Concluderei andando ad analizzare i rimandi culturali più evidenti nell’opera in esame. Indubbiamente troviamo una visione organicista degli Stati, visti come veri e propri organismi vitali che hanno una loro nascita, espansione e declino, proprio come fossero organismi naturali: una visione, questa, che ci rinvia a Spengler – più volte citato – ma anche, ad esempio, a Lev Gumilëv.
In ogni caso, alla base di tutto vi è sempre l’eterno conflitto di schmittiana memoria fra Terra e Mare, fra Anteo e Nettuno, fra Landmacht e Seemacht.
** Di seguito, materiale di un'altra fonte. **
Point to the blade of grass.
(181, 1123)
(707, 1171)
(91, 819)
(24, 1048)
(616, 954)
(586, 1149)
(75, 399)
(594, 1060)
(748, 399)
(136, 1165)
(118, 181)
Non abbiamo soltanto una contrapposizione tra la visione tellurocratica di Haushofer e quella talassocratica di Mackinder, ma anche tra forme di governo diverse, poiché l’autocrazia ben si adatta agli imperi terrestri e la democrazia è più consona a quelli marittimi. Va da sé che ogni schematizzazione è per sua stessa natura una semplificazione; ma noi, anche grazie alla meritoria opera del Maestro Carlo Terracciano, abbiamo da tempo fatto la nostra scelta di campo.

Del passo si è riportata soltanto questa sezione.